This class processes left and right eye inputs through a shared retina network, concatenates the processed outputs, and passes them through an MLP head. Optionally concatenates internal state if provided.
- Parameters:
hidden_sizes – Sequence of integers specifying the sizes of hidden layers in the MLP head. Defaults to (256,).
name – Name of the module. Defaults to ‘deep_simfish_torso’.
- Input:
- x: A list of jnp.ndarray where:
x[0]: Visual input with shape (batch, position, channel, eye) where eye dimension has size 2 (left=0, right=1).

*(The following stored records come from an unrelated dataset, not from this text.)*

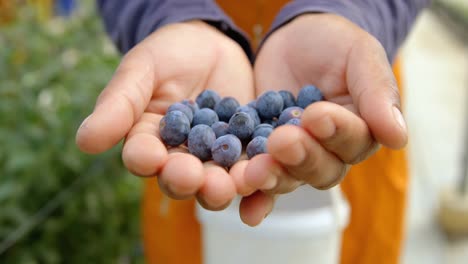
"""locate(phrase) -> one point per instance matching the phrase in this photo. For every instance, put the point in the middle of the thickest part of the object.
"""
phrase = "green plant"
(50, 76)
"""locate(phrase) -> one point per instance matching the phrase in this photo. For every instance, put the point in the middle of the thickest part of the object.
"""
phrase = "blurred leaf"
(50, 76)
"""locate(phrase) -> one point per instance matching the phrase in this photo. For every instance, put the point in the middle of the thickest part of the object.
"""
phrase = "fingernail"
(270, 182)
(297, 154)
(325, 128)
(399, 118)
(84, 124)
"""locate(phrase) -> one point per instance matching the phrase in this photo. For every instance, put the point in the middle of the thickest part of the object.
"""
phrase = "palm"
(296, 57)
(351, 69)
(174, 63)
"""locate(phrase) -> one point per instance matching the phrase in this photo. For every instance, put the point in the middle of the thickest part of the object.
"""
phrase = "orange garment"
(376, 190)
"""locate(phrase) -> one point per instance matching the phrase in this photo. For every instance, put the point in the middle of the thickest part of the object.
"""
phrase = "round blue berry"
(200, 141)
(290, 113)
(205, 116)
(269, 105)
(226, 108)
(226, 150)
(192, 104)
(241, 125)
(174, 128)
(220, 128)
(207, 99)
(288, 99)
(251, 111)
(294, 121)
(256, 146)
(183, 108)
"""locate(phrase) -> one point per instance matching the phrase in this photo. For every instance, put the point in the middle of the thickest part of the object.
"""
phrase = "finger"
(304, 158)
(143, 153)
(339, 131)
(256, 207)
(182, 175)
(374, 90)
(237, 173)
(120, 104)
(218, 189)
(266, 174)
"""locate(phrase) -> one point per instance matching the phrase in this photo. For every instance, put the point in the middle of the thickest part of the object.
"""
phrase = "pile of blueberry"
(216, 128)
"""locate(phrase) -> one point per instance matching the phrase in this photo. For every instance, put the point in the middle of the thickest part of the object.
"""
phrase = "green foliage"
(50, 76)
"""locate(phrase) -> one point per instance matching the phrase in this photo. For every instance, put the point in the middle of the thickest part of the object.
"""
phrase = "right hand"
(176, 62)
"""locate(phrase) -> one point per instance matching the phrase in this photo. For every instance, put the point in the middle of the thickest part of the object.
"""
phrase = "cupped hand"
(174, 63)
(361, 111)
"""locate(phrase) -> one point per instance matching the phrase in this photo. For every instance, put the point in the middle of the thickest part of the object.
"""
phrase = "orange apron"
(376, 190)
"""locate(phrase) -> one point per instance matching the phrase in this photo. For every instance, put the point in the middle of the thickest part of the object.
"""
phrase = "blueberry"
(200, 141)
(288, 99)
(207, 99)
(273, 122)
(174, 128)
(269, 105)
(307, 95)
(253, 104)
(263, 130)
(192, 104)
(241, 125)
(256, 146)
(220, 128)
(226, 150)
(294, 121)
(290, 113)
(183, 108)
(226, 108)
(251, 111)
(205, 116)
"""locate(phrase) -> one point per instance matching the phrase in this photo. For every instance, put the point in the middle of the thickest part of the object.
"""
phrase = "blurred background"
(58, 205)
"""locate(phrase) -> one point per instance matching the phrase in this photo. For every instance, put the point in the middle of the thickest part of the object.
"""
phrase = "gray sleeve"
(130, 21)
(387, 20)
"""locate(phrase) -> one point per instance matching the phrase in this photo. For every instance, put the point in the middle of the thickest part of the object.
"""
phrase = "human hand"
(351, 69)
(176, 62)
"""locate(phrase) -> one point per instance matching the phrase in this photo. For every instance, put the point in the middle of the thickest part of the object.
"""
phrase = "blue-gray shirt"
(130, 21)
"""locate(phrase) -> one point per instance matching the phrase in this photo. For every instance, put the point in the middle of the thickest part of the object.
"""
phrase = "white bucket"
(304, 227)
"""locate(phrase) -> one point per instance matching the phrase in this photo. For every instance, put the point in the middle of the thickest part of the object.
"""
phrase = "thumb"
(375, 93)
(120, 104)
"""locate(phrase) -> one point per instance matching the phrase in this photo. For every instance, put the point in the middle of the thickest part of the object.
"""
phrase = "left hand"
(362, 109)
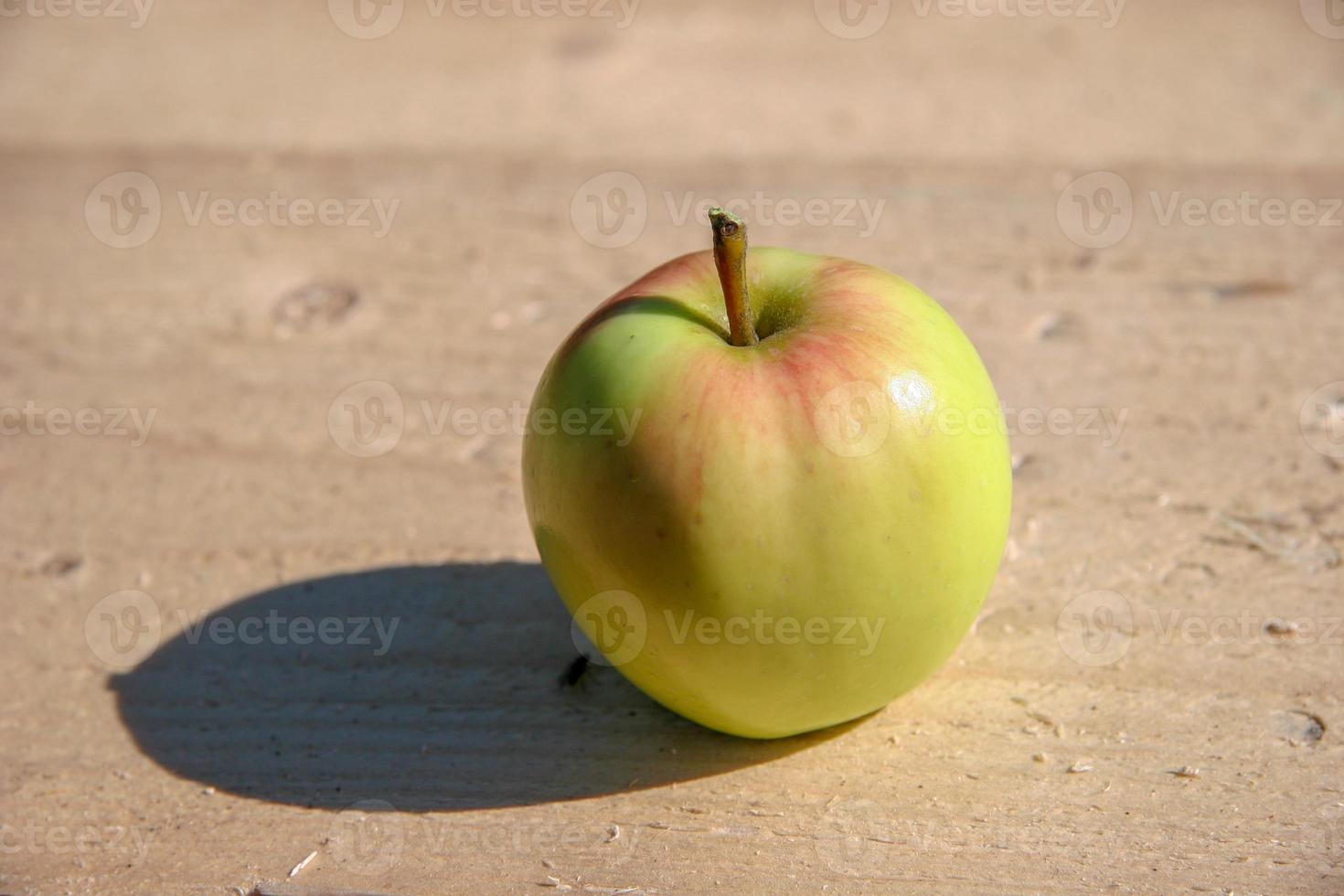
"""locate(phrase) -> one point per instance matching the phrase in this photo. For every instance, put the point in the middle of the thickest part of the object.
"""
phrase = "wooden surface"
(1151, 701)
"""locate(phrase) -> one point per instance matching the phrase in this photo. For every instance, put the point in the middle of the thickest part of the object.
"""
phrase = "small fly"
(574, 672)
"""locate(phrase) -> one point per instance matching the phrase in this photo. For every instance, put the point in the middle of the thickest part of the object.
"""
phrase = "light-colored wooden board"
(1183, 481)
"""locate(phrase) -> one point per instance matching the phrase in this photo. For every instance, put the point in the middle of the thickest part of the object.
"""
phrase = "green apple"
(808, 500)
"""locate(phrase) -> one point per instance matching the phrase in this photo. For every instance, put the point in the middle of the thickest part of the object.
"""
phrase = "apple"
(809, 500)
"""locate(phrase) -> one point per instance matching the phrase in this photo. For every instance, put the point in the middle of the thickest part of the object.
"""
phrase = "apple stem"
(730, 257)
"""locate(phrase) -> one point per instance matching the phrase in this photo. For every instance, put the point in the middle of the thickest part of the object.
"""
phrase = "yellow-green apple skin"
(849, 472)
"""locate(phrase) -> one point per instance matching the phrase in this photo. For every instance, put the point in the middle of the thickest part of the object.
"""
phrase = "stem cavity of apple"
(730, 257)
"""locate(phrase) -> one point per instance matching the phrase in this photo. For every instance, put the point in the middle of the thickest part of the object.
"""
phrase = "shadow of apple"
(431, 688)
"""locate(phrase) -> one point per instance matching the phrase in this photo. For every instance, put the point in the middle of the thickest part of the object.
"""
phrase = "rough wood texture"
(1152, 699)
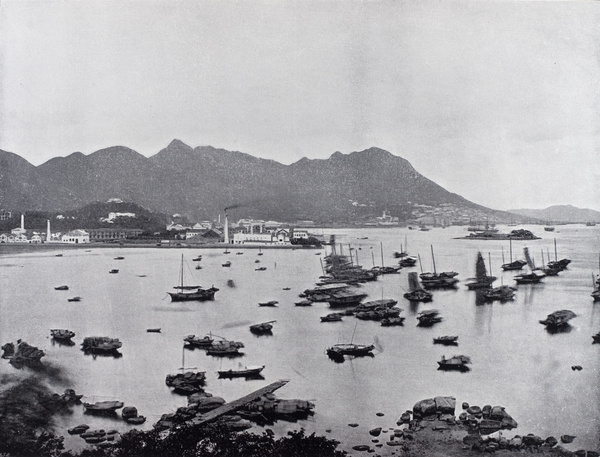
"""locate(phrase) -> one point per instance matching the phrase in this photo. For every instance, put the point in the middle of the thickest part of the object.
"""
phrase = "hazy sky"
(496, 101)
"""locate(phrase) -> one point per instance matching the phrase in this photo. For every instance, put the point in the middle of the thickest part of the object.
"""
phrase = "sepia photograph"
(310, 228)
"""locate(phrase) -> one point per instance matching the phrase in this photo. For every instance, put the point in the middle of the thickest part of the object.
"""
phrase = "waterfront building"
(77, 236)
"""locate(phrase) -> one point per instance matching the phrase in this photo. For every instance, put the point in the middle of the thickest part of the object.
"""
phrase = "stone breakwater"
(433, 429)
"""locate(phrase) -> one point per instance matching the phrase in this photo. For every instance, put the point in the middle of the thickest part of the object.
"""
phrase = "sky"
(496, 101)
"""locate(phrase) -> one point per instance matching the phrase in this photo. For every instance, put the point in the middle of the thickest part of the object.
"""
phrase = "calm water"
(516, 363)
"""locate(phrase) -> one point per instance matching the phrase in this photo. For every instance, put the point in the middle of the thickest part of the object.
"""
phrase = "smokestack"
(226, 230)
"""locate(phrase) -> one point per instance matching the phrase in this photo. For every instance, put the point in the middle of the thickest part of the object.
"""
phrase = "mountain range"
(202, 182)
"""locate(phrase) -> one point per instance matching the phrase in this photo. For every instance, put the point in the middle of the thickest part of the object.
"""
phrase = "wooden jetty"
(236, 404)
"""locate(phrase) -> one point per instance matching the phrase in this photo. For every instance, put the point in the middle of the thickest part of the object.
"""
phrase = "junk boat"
(199, 342)
(435, 280)
(533, 276)
(392, 321)
(343, 298)
(481, 280)
(103, 406)
(428, 317)
(513, 264)
(416, 292)
(242, 372)
(100, 344)
(196, 293)
(457, 362)
(502, 293)
(24, 354)
(559, 319)
(61, 334)
(225, 348)
(262, 328)
(356, 350)
(446, 340)
(332, 317)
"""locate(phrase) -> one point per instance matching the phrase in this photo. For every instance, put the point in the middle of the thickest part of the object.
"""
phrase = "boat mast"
(433, 260)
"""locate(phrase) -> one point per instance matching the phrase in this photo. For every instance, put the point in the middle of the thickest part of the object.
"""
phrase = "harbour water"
(516, 363)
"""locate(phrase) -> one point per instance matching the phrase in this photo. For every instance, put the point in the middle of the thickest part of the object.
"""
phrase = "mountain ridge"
(202, 181)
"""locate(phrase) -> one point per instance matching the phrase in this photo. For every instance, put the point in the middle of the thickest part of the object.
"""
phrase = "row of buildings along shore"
(246, 231)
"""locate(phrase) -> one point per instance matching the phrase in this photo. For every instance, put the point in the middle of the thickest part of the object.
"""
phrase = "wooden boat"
(356, 350)
(392, 321)
(446, 340)
(199, 342)
(225, 348)
(262, 328)
(416, 292)
(428, 317)
(558, 319)
(533, 276)
(345, 298)
(457, 362)
(242, 372)
(61, 334)
(443, 280)
(103, 406)
(100, 344)
(188, 382)
(502, 293)
(556, 264)
(332, 317)
(481, 280)
(196, 293)
(512, 265)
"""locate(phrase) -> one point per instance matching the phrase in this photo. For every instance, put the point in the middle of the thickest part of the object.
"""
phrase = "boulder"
(424, 408)
(375, 431)
(551, 441)
(445, 405)
(129, 411)
(487, 426)
(475, 411)
(532, 440)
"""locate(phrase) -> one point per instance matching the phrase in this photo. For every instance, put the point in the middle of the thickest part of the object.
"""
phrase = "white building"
(280, 236)
(76, 237)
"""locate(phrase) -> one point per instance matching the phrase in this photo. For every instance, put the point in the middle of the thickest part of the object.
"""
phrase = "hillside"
(201, 182)
(561, 213)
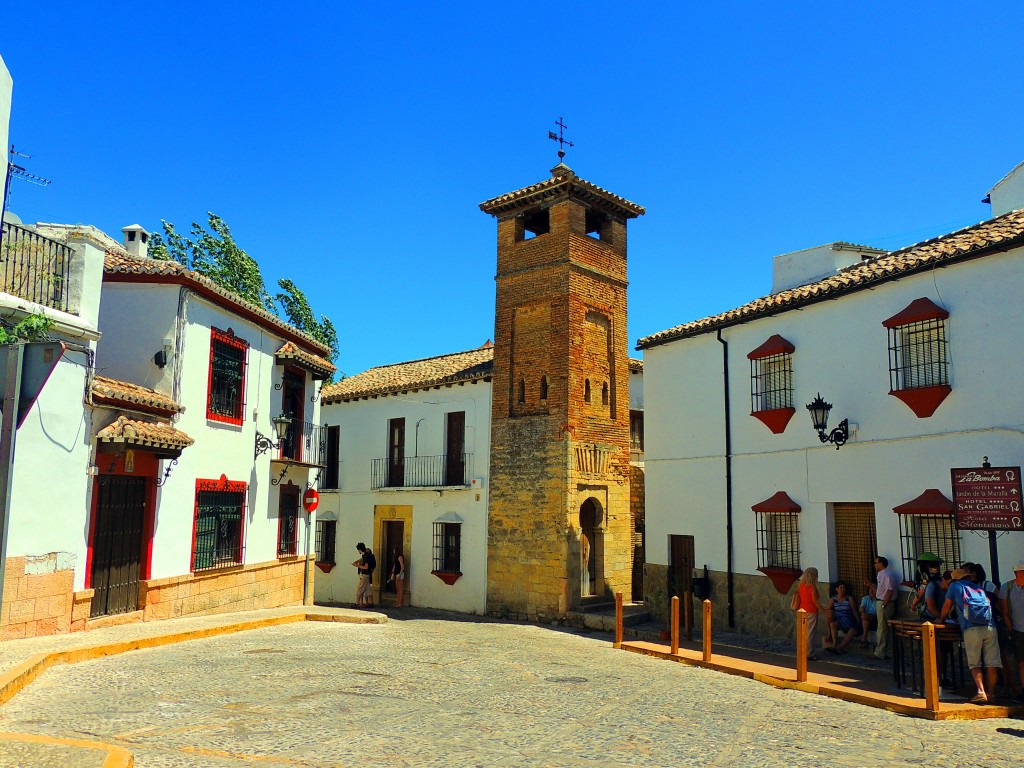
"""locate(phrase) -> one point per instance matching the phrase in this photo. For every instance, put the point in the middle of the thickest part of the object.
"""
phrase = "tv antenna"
(560, 137)
(16, 171)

Right eye positions are reversed to match left eye orientation.
x[1] (optional): Internal state to concatenate with processed visual output.
- Returns:
- Processed output combining binocular visual features from the MLP
head, optionally concatenated with internal state if provided.
- Return type:
jnp.ndarray
Note
The right eye input is reversed along the position axis to align with the left eye’s spatial orientation before processing through the shared retina network.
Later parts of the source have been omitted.